Leider ist die Akzeptanz des Andersseins in unserer Gesellschaft immer noch keine Selbstverständlichkeit.  Neben den kleinen Einschränkungen im Alltag ist es vor allem die soziale Behinderung, die Stigmatisierung, die das alltägliche Leben mit Kleinwuchs erschwert. Immer noch existieren in der Gesellschaft viele Vorurteile diesbezüglich und leider fallen trotz aller Normalisierung und Inklusion Begriffe wie „Liliputaner“ oder „Zwerg“ heute immer noch. Dies erlebe ich auch persönlich im Alltag immer wieder. Vor allem, wenn ich in der Öffentlichkeit unterwegs bin. Wenn Kinder im Vorbeigehen ihre Eltern fragen, warum ich so klein bin und die Eltern dann peinlich berührt sind und nicht recht wissen, was sie ihren Kindern sagen sollen. In diesen Situationen ist es sinnvoll, die Menschen anzusprechen, den Kindern ihre Frage zu beantworten und damit auch die Eltern zum Nachdenken anzuregen. Es braucht viel mehr Aufklärungsarbeit. Einerseits mit dem betroffenen Kind, vor allem aber auch mit dem Umfeld der Familie. Es geht darum, dass sich die Personen, die im engeren oder weiteren Sinne etwas mit der Erziehung des von Kleinwuchs betroffenen Kind zu tun haben, mit dem Thema auseinandersetzen. Zunächst die Eltern im Elternhaus, dann die Kindergartenpädagoginnen, später die Lehrer, Ausbildner im Beruf, etc.
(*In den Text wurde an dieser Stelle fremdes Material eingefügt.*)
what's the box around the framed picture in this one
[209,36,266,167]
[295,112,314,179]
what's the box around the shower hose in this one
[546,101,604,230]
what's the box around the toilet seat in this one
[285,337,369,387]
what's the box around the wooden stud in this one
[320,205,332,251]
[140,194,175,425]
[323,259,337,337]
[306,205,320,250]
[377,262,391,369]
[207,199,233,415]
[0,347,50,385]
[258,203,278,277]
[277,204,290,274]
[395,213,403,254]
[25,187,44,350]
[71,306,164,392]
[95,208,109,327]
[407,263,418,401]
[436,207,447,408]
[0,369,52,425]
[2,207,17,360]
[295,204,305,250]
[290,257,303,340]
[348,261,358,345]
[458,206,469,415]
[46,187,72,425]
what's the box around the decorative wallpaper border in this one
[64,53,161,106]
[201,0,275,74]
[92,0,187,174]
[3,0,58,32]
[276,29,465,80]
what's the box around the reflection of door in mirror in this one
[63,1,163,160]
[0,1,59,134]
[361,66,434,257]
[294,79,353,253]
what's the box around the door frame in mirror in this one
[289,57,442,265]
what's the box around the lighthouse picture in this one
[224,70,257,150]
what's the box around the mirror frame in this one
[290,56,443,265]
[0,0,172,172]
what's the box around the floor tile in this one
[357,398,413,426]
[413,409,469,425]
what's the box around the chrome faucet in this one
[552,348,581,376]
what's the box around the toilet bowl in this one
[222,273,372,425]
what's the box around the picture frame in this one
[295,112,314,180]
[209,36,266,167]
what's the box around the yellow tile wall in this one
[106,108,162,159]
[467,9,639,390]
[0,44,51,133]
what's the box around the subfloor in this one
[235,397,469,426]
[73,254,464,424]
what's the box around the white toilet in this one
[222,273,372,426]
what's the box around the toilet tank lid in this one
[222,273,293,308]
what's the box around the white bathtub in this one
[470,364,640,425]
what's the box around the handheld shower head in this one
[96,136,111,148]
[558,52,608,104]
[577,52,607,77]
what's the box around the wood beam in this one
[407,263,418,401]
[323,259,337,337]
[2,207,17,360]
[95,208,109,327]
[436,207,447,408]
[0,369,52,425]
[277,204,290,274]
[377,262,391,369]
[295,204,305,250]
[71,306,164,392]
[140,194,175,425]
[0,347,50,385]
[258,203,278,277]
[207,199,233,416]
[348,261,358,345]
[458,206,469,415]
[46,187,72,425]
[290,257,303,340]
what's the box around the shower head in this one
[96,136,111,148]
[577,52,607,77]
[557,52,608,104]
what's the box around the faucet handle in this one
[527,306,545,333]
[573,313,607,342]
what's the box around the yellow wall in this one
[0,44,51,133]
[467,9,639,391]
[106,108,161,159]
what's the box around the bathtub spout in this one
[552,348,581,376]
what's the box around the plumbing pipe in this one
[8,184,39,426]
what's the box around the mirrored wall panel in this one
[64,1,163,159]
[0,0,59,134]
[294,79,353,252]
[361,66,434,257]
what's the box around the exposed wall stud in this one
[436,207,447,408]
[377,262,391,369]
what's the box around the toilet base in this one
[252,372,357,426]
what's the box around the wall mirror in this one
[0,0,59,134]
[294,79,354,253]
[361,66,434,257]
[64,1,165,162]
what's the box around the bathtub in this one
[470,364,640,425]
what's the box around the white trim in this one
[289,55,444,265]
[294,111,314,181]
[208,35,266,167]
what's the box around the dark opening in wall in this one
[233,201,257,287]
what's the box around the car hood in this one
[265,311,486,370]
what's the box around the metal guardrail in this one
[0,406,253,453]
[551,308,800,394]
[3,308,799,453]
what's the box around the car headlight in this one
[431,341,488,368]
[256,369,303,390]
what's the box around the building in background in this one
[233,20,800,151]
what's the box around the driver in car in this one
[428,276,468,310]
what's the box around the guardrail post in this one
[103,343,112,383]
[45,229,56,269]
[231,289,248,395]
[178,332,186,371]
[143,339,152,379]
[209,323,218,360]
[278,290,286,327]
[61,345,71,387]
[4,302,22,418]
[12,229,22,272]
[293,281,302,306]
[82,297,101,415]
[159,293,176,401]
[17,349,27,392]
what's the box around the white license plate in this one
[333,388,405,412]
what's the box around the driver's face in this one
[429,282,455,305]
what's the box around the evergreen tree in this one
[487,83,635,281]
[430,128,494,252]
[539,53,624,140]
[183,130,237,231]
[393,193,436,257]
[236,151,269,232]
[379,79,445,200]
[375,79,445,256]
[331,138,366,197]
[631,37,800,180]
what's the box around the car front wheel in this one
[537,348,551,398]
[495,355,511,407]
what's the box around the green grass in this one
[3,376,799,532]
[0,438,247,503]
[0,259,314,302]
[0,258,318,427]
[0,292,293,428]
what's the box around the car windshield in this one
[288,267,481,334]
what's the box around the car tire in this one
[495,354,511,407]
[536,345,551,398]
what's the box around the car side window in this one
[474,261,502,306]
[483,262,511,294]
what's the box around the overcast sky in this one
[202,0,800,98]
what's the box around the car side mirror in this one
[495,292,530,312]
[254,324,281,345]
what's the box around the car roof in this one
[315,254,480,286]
Kleinwüchsige Kinder sind nicht „lieb“ und „arm“, wie es ihnen oft von der Gesellschaft vermittelt wird. Verniedlichung ist leider immer noch ein zentrales Thema in der Begegnung von kleinwüchsigen Kindern mit der Gesellschaft.
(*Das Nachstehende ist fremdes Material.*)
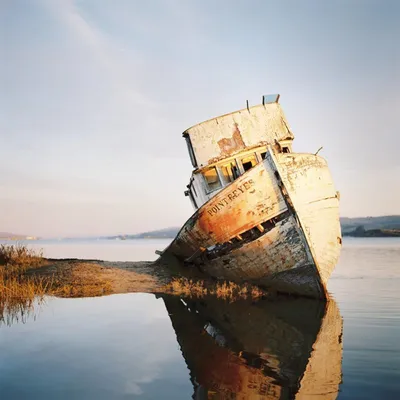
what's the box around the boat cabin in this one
[183,95,294,209]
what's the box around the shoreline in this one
[25,258,172,298]
[1,243,271,304]
[22,257,270,301]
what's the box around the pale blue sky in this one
[1,0,399,237]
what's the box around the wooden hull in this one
[160,149,342,299]
[161,294,343,399]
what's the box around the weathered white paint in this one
[168,159,289,257]
[188,146,270,209]
[273,152,342,287]
[162,147,341,298]
[185,102,293,168]
[160,96,342,298]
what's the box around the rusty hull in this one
[161,149,342,299]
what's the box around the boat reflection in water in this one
[162,294,343,399]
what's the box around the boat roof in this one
[182,94,281,136]
[182,94,294,168]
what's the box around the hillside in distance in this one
[107,227,180,240]
[108,216,400,240]
[341,215,400,235]
[4,216,400,241]
[0,232,38,240]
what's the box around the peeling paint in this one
[215,123,245,161]
[186,103,294,167]
[160,98,341,299]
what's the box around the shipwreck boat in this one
[161,294,343,399]
[159,94,342,299]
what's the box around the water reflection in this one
[0,294,44,327]
[1,288,343,399]
[162,295,343,399]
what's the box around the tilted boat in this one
[159,95,342,299]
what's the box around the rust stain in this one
[215,123,245,159]
[194,163,286,244]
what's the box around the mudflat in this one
[26,258,171,297]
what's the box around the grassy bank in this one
[0,244,49,325]
[0,244,269,324]
[0,243,45,275]
[0,244,116,300]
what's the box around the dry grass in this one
[0,275,49,326]
[0,243,45,276]
[0,244,267,324]
[166,278,208,297]
[0,244,49,325]
[163,277,267,301]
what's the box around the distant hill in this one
[6,216,399,242]
[340,216,400,234]
[106,216,400,240]
[107,227,180,240]
[0,232,37,240]
[343,225,400,237]
[0,232,15,238]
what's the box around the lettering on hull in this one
[207,179,255,216]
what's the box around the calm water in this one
[0,238,399,399]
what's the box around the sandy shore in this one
[26,258,172,297]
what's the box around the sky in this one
[0,0,399,237]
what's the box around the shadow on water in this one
[160,294,343,399]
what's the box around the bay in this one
[0,238,399,399]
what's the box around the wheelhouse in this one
[183,95,294,209]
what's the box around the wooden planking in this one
[275,153,342,285]
[167,160,287,259]
[298,201,341,285]
[202,215,324,298]
[205,216,307,279]
[163,150,340,298]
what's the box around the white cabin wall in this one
[187,103,293,168]
[191,173,207,207]
[189,172,223,209]
[187,146,276,210]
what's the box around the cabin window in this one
[282,146,290,153]
[241,154,257,172]
[203,167,222,192]
[220,162,240,184]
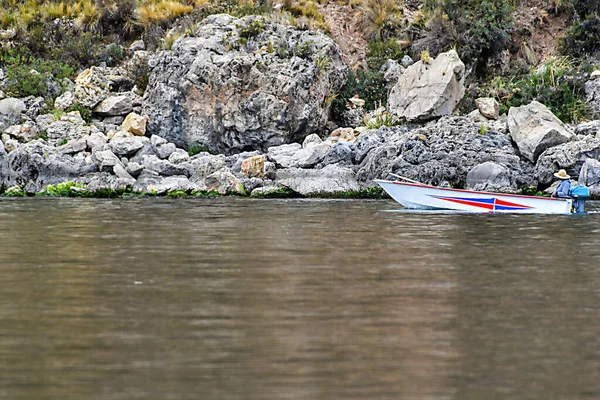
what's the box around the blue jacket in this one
[555,179,571,198]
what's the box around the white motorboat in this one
[375,179,578,214]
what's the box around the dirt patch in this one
[513,0,570,63]
[319,3,369,70]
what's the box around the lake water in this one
[2,198,600,399]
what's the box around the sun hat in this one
[554,169,571,179]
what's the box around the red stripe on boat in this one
[437,197,495,210]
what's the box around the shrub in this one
[561,15,600,58]
[486,57,592,123]
[361,0,403,40]
[366,38,404,71]
[1,52,75,98]
[363,109,401,129]
[238,19,266,38]
[65,103,93,124]
[423,0,515,73]
[332,68,388,117]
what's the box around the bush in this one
[486,57,592,123]
[423,0,514,73]
[1,51,75,98]
[561,15,600,58]
[360,0,403,40]
[366,38,404,71]
[332,68,388,117]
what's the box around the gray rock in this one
[0,97,26,116]
[151,134,167,147]
[508,101,575,163]
[302,133,323,148]
[401,55,414,68]
[94,149,123,172]
[320,142,354,166]
[205,170,244,194]
[353,130,383,163]
[46,112,91,146]
[54,91,75,111]
[129,40,145,53]
[109,136,149,158]
[125,161,144,178]
[340,108,364,128]
[3,137,19,153]
[143,14,347,153]
[113,163,135,180]
[86,130,108,150]
[103,116,125,125]
[129,142,160,164]
[288,142,330,168]
[4,140,97,192]
[35,114,56,133]
[356,116,536,190]
[250,185,283,197]
[26,97,45,119]
[380,59,405,89]
[93,94,135,116]
[240,176,263,192]
[585,78,600,115]
[59,138,87,154]
[276,164,360,195]
[74,66,133,108]
[264,160,276,180]
[575,120,600,136]
[0,97,25,132]
[134,174,196,194]
[267,143,302,168]
[578,158,600,196]
[535,135,600,185]
[75,172,133,192]
[4,123,38,143]
[475,97,500,120]
[142,154,190,177]
[168,148,191,164]
[466,161,512,191]
[388,50,465,121]
[190,154,227,181]
[157,142,176,159]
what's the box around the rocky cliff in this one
[143,14,347,154]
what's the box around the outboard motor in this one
[570,185,590,213]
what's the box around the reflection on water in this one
[1,198,600,399]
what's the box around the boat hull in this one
[375,180,572,214]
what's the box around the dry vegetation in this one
[0,0,209,30]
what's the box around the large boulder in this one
[3,140,97,192]
[142,14,347,153]
[578,158,600,196]
[466,162,511,192]
[93,93,139,116]
[356,116,535,191]
[535,135,600,185]
[507,101,575,163]
[388,50,465,121]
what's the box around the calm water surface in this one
[1,198,600,399]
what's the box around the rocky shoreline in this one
[3,15,600,200]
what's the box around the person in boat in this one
[551,169,571,198]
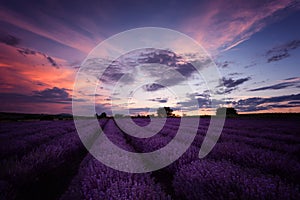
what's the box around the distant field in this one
[0,117,299,199]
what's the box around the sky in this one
[0,0,300,115]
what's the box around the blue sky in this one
[0,0,299,114]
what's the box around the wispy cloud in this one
[0,7,98,54]
[266,40,300,63]
[216,61,234,68]
[235,93,300,112]
[182,0,298,53]
[17,47,59,68]
[249,77,300,91]
[0,43,75,95]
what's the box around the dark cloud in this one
[177,98,208,109]
[142,83,164,92]
[33,87,70,100]
[267,52,290,62]
[17,48,59,68]
[237,93,300,105]
[228,72,243,76]
[187,90,211,99]
[216,77,251,94]
[268,104,299,108]
[17,48,37,56]
[138,49,199,77]
[284,77,299,81]
[177,97,227,111]
[149,98,168,103]
[222,77,251,88]
[138,49,181,65]
[249,82,298,91]
[98,49,202,88]
[216,61,233,68]
[249,77,300,91]
[266,40,300,63]
[288,101,300,105]
[0,87,77,106]
[175,63,197,77]
[158,99,167,103]
[46,56,58,67]
[235,93,300,112]
[244,63,257,68]
[0,31,20,46]
[100,61,126,83]
[177,91,223,110]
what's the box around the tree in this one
[157,107,174,117]
[96,112,107,119]
[216,107,238,116]
[99,112,107,118]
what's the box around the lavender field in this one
[0,117,299,200]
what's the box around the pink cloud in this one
[181,0,299,54]
[0,43,75,94]
[0,7,101,54]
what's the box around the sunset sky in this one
[0,0,300,115]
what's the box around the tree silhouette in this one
[96,112,107,119]
[216,107,238,116]
[99,112,107,118]
[157,107,174,117]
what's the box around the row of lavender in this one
[0,119,108,199]
[123,117,300,199]
[61,119,171,200]
[61,117,299,199]
[1,117,299,199]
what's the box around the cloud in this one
[95,49,202,90]
[267,52,290,62]
[0,31,20,46]
[142,83,164,92]
[0,87,76,105]
[187,90,211,99]
[148,98,168,103]
[217,77,251,94]
[182,0,298,53]
[266,40,300,62]
[46,56,58,67]
[0,87,88,113]
[33,87,70,101]
[138,49,198,77]
[249,82,296,91]
[228,72,243,76]
[17,47,59,68]
[216,61,234,68]
[288,101,300,105]
[284,77,299,81]
[176,90,227,111]
[235,93,300,112]
[244,63,257,68]
[177,98,211,109]
[0,7,97,54]
[222,77,251,88]
[249,77,300,91]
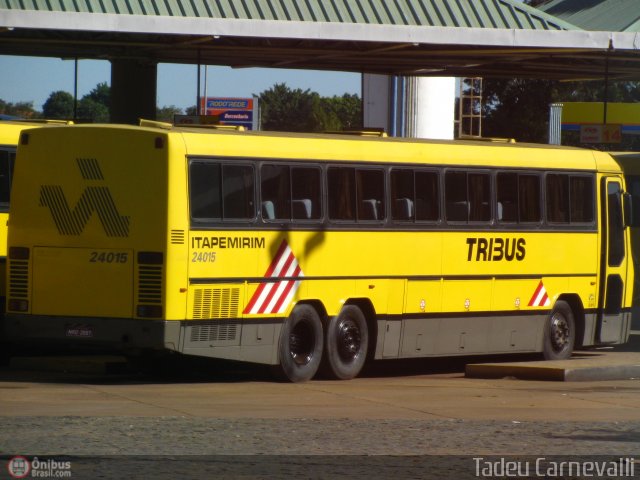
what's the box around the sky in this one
[0,55,362,112]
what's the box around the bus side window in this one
[261,164,291,220]
[222,164,255,220]
[469,172,490,222]
[519,174,541,223]
[415,170,439,222]
[357,169,385,221]
[292,167,321,220]
[497,172,518,222]
[445,171,468,222]
[391,169,414,221]
[546,174,569,224]
[328,167,356,221]
[189,162,222,220]
[570,175,594,223]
In der Begleitung und Unterstützung von Kindern mit Kleinwuchs sehe ich die Stärkung der Kinder in ihrer Persönlichkeitsentwicklung und die Förderung eines positiven Selbstbildes als einen zentralen Schwerpunkt. Meiner Empfindung nach ist es sogar DER wichtigste Schwerpunkt überhaupt. Dabei spielen auch die Eltern eine entscheidende Rolle:

„Die bedingungslose Liebe der Eltern stärkt die Selbstliebe des Kindes. Sie ist der wichtigste Schlüssel für eine glückliche Kindheit.“

(Nik Niethammer, Chefredakteur des Schweizer Elternmagazins Fritz+Fränzi)

Kinder sind bei ihrer Geburt bildlich gesprochen wie ein leeres Gefäß, welches nach und nach befüllt wird. Besonders in der ersten Zeit liegt diese Aufgabe des Befüllens vor allem bei den Eltern. Damit die Eltern diese wichtige Aufgabe übernehmen können, ist es zunächst wichtig, dass sie selbst die Diagnose ihres Kindes akzeptieren, es braucht den Weg von der Akzeptanz zur endgültigen Diagnose und von der Diagnose weiter zur bedingungslosen Liebe des Kindes. 
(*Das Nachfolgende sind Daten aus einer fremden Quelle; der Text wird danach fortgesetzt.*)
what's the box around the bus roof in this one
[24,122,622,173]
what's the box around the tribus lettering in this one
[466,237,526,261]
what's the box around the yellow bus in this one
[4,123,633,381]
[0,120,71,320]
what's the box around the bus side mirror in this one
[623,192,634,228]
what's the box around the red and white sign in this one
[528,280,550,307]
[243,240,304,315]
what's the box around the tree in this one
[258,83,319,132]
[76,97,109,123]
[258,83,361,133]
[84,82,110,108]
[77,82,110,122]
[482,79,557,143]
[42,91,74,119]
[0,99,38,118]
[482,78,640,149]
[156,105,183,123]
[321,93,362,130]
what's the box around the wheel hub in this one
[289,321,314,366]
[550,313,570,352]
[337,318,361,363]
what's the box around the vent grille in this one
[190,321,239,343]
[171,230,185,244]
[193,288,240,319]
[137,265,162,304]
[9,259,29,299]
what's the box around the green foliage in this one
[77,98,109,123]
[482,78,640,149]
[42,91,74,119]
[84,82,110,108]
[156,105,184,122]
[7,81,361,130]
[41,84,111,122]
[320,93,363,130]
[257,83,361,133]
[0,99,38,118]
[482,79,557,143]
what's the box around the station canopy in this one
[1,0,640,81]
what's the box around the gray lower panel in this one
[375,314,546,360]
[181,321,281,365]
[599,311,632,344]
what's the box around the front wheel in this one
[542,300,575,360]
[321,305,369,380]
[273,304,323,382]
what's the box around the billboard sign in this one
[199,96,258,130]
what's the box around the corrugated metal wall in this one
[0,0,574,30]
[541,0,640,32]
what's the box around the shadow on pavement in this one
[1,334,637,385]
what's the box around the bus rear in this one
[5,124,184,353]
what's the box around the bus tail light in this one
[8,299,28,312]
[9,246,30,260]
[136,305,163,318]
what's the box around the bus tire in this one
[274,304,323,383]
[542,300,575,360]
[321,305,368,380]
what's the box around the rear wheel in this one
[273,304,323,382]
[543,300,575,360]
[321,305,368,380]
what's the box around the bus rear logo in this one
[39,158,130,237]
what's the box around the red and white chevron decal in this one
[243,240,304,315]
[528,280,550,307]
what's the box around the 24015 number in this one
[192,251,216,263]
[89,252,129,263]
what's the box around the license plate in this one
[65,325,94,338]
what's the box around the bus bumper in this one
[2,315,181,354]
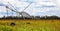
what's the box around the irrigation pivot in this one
[5,2,33,19]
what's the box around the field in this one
[0,19,60,31]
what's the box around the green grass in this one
[0,25,12,31]
[0,19,60,31]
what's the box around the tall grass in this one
[0,25,12,31]
[0,19,60,31]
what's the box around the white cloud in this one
[0,6,6,12]
[0,0,60,17]
[56,0,60,7]
[0,14,4,18]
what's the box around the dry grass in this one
[0,19,60,31]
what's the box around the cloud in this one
[56,0,60,7]
[0,0,60,17]
[0,6,6,12]
[0,14,4,18]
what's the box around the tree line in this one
[0,16,60,20]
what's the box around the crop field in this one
[0,19,60,31]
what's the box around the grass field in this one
[0,19,60,31]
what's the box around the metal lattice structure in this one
[5,2,32,18]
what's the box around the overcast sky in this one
[0,0,60,17]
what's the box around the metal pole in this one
[6,6,8,17]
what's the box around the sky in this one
[0,0,60,17]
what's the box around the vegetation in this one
[0,19,60,31]
[0,16,60,20]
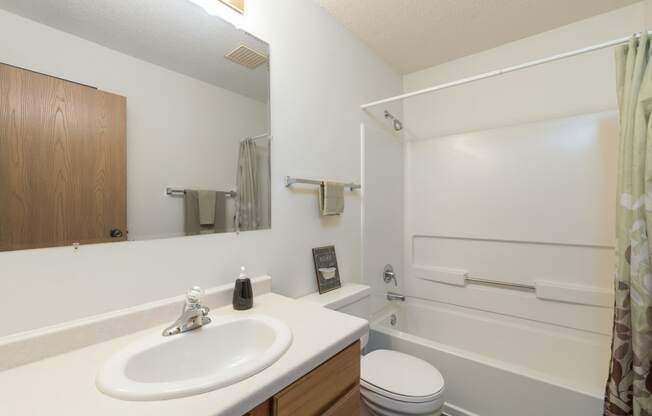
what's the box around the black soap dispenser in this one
[233,266,253,310]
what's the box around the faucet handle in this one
[383,264,397,287]
[186,286,204,304]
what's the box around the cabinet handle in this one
[110,229,123,238]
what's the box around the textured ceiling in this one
[0,0,269,101]
[315,0,640,74]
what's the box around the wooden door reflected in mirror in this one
[0,63,127,251]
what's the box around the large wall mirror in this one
[0,0,270,252]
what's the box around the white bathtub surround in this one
[0,277,274,371]
[367,299,607,415]
[403,111,619,340]
[0,290,367,416]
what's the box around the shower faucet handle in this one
[383,264,397,286]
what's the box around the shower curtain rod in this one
[360,31,652,110]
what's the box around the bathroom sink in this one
[96,314,292,401]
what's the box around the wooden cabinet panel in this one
[272,341,360,416]
[245,400,271,416]
[0,63,126,251]
[322,385,360,416]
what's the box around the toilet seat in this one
[360,378,443,404]
[361,350,444,401]
[361,386,444,415]
[360,349,444,415]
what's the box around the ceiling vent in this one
[225,45,268,69]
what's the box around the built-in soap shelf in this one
[412,265,613,308]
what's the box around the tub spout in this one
[387,291,405,302]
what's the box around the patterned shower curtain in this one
[235,138,259,232]
[604,33,652,416]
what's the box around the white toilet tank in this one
[300,283,372,347]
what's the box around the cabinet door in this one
[272,341,360,416]
[0,63,126,250]
[322,385,360,416]
[244,400,271,416]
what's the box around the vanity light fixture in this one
[186,0,244,26]
[218,0,244,14]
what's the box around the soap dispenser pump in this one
[233,266,253,310]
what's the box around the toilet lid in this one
[361,350,444,403]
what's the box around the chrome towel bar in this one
[284,176,361,191]
[166,187,237,198]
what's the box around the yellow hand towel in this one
[319,181,344,216]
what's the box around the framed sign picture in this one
[312,245,341,294]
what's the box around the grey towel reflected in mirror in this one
[184,190,230,235]
[184,190,201,236]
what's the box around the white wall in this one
[0,9,269,241]
[0,0,402,337]
[362,120,405,301]
[402,4,643,340]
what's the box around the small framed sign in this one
[312,245,341,294]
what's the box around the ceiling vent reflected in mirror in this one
[225,45,269,69]
[218,0,244,14]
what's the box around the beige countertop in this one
[0,293,368,416]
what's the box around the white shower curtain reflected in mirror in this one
[236,138,259,232]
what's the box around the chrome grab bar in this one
[465,276,535,291]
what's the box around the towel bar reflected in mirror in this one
[165,187,237,198]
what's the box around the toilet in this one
[301,284,445,416]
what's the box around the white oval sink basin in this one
[96,314,292,401]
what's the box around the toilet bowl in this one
[300,284,446,416]
[360,349,444,416]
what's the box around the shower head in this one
[384,110,403,131]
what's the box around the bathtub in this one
[366,298,610,416]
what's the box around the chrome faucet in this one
[386,291,405,302]
[162,286,211,336]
Die psychische Entwicklung kleinwüchsiger Kinder hängt wesentlich von den Wahrnehmungen, Bewertungen und Rückmeldungen der sozialen Umgebung ab, die sie aufgrund der sofortigen Sichtbarkeit ihrer Normabweichung immer wieder erfahren. Stigmatisierung in der Öffentlichkeit und Herabsetzungen in der Gleichaltrigengruppe können vorkommen. Immer wieder erleben es Kleinwüchsige Kinder auch, dass sie nicht altersadäquat angesprochen und behandelt werden.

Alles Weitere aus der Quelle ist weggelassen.